The hearing officer may revise, correct or modify the statement as the hearing officer considers just and thereafter shall confirm the cost.
C. 
The decision of the hearing officer shall be in writing and shall be served by mail. The decision of the hearing officer on the abatement costs shall be final.
D. 
Any appeal of the hearing officer’s decision shall be governed by California Code of Civil Procedure Section 1094.6 or such section as may be amended from time to time.
(Ord. 5801, § 5, 6-25-2013)
A. 
If the property owner does not pay the cost of abating the nuisance within 30 calendar days after the cost becomes final or the hearing officer confirms the costs of abatement, the cost shall become a special assessment against the real property upon which the nuisance was abated. The assessment shall continue until it is paid, together with interest at the legal maximum rate computed from the date of confirmation of the statement until payment. The assessment may be collected at the same time and in the same manner as ordinary municipal taxes are collected and shall be subject to the same penalties and the same procedure and sale in case of delinquency as provided for ordinary municipal taxes.
B. 
The city council shall adopt a resolution assessing such unpaid costs of abatement as liens upon the respective parcels of land as they are shown upon the last available assessment roll.
(Ord. 5801, § 5, 6-25-2013)
A. 
The city clerk shall prepare and file with the county auditor a certified copy of the resolution of the city council assessing the costs of abatement as a lien on the land, adopted pursuant to the preceding section.
B. 
Notice of lien shall be mailed by certified mail to the property owner, if the property owner’s identity can be determined from the county assessor’s or county recorder’s records. The notice shall be given at the time of imposing the assessment and shall specify that the property may be sold after three years by the tax collector for unpaid delinquent assessments. The tax collector’s power of sale shall not be affected by the failure of the property owner to receive notice.
C. 
The county auditor shall enter each assessment on the county tax roll upon the parcel of land. The assessment shall be collected at the same time and in the same manner as ordinary municipal taxes are collected, and shall be subject to the same penalties and procedure and sale in case of delinquency as is provided for ordinary municipal taxes. All laws applicable to the levy, collection and enforcement of municipal taxes shall be applicable to the special assessment. However, if any real property to which the cost of abatement relates has been transferred or conveyed to a bona fide purchaser for value, or if a lien of a bona fide encumbrancer for value has been created and attaches thereon, prior to the date on which the first installment of the taxes would become delinquent, then the cost of abatement shall not result in a lien against the real property but instead shall be transferred to the unsecured roll for collection.

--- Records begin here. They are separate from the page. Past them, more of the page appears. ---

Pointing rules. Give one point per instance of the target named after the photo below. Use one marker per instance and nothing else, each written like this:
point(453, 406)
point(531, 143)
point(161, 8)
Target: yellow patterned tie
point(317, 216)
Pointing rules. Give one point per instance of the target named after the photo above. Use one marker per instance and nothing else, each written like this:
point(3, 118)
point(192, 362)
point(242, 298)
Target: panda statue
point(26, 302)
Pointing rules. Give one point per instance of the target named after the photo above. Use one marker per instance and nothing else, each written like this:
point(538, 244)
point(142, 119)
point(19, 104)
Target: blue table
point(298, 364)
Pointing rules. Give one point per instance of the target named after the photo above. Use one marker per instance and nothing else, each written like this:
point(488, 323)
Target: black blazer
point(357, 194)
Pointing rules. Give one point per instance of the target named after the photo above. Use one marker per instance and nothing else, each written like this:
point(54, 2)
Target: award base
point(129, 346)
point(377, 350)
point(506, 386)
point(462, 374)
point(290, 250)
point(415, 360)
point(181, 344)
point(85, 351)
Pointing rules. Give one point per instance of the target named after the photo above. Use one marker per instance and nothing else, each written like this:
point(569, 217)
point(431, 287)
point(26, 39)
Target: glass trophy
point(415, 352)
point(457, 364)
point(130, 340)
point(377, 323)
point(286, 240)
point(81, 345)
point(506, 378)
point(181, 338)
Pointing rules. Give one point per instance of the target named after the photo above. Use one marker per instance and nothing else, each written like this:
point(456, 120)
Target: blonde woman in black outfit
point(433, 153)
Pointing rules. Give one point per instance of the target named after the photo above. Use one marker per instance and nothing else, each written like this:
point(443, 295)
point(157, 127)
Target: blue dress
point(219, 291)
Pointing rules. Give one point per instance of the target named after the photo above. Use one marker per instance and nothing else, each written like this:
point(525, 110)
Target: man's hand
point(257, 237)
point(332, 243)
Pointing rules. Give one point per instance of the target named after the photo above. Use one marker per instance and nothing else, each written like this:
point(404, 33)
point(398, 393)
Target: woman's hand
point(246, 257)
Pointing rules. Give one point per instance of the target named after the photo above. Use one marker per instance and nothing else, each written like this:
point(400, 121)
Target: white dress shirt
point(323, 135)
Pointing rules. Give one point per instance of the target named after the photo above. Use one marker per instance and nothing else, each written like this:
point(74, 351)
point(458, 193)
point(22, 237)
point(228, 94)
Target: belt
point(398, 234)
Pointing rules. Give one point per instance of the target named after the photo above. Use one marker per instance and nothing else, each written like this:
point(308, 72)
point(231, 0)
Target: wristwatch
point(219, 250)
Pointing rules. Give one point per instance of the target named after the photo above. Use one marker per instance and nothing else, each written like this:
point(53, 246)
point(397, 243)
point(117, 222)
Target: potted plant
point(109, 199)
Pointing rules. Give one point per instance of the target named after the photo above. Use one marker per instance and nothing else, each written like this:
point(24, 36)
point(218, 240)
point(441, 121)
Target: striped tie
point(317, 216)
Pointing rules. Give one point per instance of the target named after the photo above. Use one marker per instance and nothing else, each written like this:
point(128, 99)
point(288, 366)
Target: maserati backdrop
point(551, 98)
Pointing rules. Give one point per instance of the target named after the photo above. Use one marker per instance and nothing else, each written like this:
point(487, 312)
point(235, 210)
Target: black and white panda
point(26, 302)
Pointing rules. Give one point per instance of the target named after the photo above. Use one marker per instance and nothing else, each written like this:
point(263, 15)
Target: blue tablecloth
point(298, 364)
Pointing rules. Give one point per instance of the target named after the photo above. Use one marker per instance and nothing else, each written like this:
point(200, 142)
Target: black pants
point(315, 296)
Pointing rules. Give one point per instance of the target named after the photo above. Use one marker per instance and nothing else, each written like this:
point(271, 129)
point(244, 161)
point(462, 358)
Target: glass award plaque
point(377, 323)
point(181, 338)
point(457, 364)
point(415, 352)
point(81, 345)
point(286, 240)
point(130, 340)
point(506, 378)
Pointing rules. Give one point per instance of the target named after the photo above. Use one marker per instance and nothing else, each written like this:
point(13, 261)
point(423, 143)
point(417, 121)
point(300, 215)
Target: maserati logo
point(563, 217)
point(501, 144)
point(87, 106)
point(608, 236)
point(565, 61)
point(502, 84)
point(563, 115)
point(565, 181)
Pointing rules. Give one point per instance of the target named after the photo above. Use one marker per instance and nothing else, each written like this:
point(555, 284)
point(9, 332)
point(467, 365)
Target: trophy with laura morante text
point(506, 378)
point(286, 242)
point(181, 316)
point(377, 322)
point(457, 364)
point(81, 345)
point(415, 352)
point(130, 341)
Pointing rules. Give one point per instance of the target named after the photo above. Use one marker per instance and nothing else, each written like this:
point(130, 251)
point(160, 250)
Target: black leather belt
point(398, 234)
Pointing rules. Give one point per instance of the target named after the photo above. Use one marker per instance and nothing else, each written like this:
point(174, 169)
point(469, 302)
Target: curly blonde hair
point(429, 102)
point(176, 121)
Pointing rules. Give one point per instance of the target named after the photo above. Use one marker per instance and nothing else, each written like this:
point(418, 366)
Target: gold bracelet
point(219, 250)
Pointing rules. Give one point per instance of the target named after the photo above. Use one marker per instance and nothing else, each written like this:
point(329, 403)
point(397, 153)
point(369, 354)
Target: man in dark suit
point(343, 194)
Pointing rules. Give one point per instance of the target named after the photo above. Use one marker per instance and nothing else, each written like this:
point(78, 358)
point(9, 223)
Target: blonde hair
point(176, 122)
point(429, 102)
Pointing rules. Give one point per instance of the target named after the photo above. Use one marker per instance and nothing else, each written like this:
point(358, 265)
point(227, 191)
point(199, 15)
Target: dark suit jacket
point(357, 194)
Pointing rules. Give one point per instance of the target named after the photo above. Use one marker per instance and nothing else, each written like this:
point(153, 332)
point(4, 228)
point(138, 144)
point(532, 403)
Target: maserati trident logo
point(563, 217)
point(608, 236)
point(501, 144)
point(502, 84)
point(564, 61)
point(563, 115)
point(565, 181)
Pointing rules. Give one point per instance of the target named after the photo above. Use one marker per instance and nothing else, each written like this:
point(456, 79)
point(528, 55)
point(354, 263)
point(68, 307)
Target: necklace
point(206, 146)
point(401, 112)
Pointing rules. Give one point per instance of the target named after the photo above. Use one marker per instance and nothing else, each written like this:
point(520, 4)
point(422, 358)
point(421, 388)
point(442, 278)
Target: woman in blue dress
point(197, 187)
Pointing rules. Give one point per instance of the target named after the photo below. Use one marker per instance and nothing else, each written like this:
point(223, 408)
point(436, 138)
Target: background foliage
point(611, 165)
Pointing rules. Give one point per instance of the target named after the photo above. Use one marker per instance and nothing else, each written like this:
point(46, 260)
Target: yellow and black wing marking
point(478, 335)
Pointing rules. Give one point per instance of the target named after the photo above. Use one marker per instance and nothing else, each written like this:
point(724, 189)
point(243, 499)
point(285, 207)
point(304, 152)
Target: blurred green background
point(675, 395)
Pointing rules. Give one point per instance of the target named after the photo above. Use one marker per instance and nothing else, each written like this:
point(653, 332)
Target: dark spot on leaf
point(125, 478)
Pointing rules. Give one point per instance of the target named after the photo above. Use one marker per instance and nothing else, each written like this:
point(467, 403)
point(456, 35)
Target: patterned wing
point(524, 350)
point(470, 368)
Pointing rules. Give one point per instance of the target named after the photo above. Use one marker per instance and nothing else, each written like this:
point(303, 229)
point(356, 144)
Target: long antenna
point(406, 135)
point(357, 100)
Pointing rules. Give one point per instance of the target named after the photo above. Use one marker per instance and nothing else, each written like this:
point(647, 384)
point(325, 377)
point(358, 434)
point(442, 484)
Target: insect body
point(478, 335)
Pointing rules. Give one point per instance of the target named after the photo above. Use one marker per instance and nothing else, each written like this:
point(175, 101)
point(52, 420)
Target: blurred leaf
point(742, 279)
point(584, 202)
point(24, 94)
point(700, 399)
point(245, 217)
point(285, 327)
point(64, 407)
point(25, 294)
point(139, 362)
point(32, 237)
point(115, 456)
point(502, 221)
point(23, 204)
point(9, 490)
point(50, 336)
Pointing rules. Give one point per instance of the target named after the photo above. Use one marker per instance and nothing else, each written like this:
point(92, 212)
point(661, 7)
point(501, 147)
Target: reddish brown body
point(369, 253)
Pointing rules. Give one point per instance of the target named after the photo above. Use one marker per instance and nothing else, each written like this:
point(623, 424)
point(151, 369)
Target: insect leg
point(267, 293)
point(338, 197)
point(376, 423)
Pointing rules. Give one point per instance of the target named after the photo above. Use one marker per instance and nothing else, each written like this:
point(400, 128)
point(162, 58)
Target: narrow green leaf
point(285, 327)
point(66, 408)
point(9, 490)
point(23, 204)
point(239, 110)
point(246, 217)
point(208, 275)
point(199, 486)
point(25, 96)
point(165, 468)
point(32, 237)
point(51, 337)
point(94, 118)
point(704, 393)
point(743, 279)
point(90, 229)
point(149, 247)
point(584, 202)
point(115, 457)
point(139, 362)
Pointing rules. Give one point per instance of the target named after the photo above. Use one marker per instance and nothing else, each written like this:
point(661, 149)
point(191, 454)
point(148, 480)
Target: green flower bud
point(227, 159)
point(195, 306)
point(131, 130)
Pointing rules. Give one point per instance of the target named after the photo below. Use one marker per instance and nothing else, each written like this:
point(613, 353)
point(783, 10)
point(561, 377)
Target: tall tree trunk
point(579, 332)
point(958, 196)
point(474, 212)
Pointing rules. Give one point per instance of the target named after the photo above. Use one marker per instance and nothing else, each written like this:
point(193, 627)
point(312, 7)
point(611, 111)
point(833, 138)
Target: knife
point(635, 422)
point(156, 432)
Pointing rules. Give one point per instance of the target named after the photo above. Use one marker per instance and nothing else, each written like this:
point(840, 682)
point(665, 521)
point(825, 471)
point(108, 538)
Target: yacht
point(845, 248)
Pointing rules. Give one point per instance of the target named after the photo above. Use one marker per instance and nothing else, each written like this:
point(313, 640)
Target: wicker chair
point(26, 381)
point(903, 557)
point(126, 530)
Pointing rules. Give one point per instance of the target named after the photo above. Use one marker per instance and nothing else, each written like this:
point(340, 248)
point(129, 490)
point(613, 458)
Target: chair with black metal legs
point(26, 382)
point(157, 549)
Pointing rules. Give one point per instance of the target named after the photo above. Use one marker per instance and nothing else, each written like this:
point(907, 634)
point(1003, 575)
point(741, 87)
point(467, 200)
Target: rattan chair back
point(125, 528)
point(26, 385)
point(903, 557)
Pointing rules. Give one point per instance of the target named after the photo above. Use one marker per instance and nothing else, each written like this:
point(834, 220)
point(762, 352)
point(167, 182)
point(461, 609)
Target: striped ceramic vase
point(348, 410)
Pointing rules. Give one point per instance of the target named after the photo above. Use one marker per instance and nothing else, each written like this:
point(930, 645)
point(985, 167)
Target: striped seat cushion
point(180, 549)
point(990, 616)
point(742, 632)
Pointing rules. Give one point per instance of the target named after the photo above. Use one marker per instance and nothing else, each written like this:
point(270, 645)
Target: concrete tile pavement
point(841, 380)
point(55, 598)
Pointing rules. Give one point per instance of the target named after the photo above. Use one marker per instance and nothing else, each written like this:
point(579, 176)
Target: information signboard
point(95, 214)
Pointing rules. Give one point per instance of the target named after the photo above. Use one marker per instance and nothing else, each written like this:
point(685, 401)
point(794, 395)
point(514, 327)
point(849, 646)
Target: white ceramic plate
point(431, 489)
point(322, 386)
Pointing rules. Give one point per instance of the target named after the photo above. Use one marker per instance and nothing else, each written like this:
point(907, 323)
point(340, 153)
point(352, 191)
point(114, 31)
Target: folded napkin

The tax collector’s power of sale shall not be affected by the failure of the property owner to receive notice.
(Ord. 5801, § 5, 6-25-2013)
As an additional remedy, the building official or the director of community development may cause a nuisance abatement lien for costs related to abatements, other than dangerous building abatements, to be recorded with the Los Angeles County Recorder’s Office, pursuant to the provisions of Government Code Section 38773.1.
(Ord. 5801, § 5, 6-25-2013)
The finance department of the city may accept payment of any amount due at any time prior to the filing of a certified copy of the city council resolution assessing the abatements costs with the county auditor.
(Ord. 5801, § 5, 6-25-2013)
The procedures established in this chapter shall be in addition to criminal, civil or other legal or equitable remedies established by law which may be pursued to address violations of this code or applicable state codes and the use of this chapter shall be at the sole discretion of the city.